Turkish Speech Recognition Based On Deep Neural Networks
In this paper we develop a Turkish speech recognition (SR) system using deep neural networks and compare it with the previous state-of-the-art traditional Gaussian mixture model-hidden Markov model (GMM-HMM) method using the same Turkish speech dataset and the same large vocabulary Turkish corpus. Nowadays most SR systems deployed worldwide and particularly in Turkey use Hidden Markov Models to deal with the speech temporal variations. Gaussian mixture models are used to estimate the amount at which each state of each HMM fits a short frame of coefficients which is the representation of an acoustic input. A deep neural network consisting of feed-forward neural network is another way to estimate the fit; this neural network takes as input several frames of coefficients and gives as output posterior probabilities over HMM states. It has been shown that the use of deep neural networks can outperform the traditional GMM-HMM in other languages such as English and German. The fact that Turkish language is an agglutinative language and the lack of a huge amount of speech data complicate the design of a performant SR system. By making use of deep neural networks we will obviously improve the performance but still we will not achieve better result than English language due to the difference in the availability of speech data. We present various architectural and training techniques for the Turkish DNN-based models. The models are tested using a Turkish database collected from mobile devices. In the experiments, we observe that the Turkish DNN-HMM system have decreased the word error rate approximately 2.5% when compared to the GMM-HMM traditional system.

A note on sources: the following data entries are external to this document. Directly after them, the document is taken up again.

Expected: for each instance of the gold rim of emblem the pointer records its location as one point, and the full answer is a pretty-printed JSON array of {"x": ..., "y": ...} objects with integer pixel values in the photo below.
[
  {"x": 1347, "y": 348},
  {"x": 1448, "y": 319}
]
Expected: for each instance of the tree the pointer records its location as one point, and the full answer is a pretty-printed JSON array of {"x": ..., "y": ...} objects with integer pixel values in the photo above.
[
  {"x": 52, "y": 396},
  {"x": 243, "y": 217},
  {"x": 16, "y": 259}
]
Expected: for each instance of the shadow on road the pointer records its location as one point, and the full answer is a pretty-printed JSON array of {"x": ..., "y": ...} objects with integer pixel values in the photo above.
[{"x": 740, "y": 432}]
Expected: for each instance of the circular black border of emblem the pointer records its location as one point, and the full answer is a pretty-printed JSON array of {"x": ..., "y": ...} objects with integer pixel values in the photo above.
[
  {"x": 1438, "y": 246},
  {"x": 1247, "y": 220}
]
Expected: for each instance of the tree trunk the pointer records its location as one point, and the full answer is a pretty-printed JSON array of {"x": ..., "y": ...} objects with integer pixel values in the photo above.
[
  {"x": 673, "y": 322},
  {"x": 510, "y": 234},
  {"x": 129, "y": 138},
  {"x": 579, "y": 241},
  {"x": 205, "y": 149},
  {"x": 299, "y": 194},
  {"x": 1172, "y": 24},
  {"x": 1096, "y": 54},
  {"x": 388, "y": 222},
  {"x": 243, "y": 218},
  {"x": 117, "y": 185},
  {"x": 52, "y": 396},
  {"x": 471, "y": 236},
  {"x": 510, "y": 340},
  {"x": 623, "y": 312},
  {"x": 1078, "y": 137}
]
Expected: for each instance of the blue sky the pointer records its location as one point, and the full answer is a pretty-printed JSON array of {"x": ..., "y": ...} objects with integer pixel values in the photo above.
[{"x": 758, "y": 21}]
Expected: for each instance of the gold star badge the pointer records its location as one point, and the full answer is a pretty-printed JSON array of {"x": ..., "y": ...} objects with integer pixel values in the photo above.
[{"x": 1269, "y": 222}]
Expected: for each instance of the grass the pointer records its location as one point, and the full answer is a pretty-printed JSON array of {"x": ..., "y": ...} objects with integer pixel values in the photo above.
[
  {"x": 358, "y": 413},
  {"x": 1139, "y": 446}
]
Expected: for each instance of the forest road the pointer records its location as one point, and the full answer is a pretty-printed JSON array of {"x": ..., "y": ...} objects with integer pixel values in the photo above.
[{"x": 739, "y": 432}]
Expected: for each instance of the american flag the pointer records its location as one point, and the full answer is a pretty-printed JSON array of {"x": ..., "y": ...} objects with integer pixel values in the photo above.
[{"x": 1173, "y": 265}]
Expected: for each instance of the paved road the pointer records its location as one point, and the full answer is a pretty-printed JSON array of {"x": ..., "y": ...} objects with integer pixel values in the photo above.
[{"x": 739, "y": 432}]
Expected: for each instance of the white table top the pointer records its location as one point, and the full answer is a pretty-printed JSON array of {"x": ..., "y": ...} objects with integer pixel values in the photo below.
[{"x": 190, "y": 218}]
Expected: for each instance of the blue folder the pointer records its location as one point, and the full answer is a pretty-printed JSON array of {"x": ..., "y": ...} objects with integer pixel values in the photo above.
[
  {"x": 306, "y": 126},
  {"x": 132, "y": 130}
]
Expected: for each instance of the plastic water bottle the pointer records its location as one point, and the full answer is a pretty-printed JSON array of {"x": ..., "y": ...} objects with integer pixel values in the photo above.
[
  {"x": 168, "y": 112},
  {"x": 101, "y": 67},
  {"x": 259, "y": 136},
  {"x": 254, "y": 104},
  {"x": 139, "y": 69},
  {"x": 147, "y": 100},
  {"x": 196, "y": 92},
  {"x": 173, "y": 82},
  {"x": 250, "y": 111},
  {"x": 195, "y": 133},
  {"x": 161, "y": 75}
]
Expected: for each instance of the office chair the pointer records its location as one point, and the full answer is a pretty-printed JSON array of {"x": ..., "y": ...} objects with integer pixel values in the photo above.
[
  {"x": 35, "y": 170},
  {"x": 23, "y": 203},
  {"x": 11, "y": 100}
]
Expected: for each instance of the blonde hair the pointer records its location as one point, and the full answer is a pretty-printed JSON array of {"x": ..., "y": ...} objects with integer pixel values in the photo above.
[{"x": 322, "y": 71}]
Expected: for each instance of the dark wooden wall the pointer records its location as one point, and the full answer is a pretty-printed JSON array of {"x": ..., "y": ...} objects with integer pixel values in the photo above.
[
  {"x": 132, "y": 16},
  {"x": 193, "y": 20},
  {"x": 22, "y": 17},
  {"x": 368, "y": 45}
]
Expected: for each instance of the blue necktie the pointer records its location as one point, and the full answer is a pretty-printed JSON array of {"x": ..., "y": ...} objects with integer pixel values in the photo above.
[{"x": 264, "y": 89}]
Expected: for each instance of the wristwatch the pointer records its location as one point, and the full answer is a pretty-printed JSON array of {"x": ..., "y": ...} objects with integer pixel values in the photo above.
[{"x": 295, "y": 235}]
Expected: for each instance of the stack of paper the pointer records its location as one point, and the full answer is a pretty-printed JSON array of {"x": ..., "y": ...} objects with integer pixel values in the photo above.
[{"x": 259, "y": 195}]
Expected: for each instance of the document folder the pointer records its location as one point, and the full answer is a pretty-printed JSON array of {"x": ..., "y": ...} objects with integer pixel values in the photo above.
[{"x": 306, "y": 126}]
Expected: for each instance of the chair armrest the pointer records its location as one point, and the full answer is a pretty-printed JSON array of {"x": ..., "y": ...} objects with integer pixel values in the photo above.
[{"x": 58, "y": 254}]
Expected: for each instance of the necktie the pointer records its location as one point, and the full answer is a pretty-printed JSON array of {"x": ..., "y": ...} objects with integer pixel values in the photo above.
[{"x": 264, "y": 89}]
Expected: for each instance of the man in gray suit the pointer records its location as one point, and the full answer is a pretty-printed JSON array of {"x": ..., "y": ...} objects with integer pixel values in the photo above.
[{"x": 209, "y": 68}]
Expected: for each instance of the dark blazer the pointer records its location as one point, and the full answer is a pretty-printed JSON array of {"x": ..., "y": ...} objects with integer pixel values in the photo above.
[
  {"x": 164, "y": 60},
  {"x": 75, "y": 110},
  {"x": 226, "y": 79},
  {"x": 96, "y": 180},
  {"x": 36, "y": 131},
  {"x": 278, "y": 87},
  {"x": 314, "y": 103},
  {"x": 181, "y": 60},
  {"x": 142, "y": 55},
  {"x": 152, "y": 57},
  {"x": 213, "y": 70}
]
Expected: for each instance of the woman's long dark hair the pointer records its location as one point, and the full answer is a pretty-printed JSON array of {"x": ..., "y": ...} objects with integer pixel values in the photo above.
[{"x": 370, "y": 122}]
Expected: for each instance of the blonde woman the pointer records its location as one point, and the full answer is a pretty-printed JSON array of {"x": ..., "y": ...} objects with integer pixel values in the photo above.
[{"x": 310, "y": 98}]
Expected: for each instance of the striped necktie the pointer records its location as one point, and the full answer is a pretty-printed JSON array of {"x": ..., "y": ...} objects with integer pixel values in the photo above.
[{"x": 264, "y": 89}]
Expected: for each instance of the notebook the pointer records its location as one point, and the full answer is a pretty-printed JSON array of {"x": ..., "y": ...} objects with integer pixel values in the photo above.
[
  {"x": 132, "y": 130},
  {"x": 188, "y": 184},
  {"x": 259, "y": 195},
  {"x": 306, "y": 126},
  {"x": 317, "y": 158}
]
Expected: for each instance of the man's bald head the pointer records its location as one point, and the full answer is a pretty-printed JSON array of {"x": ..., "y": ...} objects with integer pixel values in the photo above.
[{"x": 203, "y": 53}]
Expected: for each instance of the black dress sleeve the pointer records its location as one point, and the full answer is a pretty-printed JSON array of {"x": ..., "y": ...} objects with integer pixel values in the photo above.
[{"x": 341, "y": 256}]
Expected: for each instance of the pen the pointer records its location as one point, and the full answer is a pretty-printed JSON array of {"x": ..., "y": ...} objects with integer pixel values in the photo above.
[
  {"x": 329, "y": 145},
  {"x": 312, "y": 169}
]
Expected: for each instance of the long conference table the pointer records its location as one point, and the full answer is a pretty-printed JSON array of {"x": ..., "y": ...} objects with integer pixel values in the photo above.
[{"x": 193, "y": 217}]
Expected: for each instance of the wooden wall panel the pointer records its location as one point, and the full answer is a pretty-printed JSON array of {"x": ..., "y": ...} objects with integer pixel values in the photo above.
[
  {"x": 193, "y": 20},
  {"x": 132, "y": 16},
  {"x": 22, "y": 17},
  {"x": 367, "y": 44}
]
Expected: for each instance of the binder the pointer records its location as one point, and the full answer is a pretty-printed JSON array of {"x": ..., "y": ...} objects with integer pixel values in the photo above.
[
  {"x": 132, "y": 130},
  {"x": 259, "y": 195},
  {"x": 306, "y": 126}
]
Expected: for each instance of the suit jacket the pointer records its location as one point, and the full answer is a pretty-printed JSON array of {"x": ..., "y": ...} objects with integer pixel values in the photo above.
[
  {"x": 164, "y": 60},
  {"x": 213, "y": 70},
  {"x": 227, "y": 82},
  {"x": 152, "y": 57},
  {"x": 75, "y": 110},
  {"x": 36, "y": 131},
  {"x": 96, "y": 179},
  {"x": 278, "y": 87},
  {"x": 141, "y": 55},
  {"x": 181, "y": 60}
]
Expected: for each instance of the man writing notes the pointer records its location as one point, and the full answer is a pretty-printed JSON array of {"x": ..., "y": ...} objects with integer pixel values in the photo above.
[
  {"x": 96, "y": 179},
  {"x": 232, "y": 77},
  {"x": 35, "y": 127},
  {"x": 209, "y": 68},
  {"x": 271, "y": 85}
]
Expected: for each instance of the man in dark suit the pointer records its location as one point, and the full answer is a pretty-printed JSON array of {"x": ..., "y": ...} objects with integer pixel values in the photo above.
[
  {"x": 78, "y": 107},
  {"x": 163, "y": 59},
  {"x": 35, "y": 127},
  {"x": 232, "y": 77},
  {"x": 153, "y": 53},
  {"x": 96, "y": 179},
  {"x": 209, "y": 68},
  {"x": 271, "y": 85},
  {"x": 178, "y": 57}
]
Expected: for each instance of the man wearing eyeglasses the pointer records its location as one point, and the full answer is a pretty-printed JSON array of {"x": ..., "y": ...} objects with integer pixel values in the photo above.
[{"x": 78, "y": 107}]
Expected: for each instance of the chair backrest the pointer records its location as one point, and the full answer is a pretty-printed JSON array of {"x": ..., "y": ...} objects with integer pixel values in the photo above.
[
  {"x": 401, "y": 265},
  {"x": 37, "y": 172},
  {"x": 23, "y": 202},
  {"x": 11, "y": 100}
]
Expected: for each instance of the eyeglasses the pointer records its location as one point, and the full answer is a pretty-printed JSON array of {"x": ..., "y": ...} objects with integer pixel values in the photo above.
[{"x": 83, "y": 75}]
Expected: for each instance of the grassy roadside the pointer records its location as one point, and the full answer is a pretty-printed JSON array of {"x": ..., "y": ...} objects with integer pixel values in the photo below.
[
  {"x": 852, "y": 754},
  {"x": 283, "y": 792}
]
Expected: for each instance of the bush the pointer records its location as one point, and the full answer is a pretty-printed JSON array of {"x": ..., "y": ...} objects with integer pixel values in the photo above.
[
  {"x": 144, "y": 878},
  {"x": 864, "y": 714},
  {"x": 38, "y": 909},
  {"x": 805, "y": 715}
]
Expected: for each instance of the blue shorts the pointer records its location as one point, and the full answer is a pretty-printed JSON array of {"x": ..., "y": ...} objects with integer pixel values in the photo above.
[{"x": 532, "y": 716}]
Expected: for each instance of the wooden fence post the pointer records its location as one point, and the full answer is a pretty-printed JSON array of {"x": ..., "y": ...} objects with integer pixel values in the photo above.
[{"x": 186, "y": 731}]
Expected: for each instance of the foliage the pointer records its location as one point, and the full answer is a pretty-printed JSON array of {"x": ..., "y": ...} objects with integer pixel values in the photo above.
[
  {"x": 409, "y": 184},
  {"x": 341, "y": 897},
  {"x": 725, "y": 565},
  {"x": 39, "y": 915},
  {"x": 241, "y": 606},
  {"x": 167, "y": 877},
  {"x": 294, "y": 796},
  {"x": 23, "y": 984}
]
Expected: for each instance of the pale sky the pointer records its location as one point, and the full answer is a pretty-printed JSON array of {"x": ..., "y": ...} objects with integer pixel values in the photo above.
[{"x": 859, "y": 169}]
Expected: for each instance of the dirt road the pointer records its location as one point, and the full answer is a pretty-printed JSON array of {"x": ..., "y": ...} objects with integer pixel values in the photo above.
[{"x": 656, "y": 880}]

 Baker, J.M., Glass, J., Khudanpur, S., Lee, C.H., Morgan, N., O’Shaugnessy, D. 2009. Research developments and directions in speech recognition and understanding, part 1. IEEE Signal Processing Magazine, vol. 26, no. 3, 75–80.
 Baker, J.M., Glass, J., Khudanpur, S., Lee, C.H., Morgan, N., O’Shaugnessy, D. 2009. Research developments and directions in speech recognition and understanding, part 2. IEEE Signal Processing Magazine, vol. 26, no. 4, 78–85.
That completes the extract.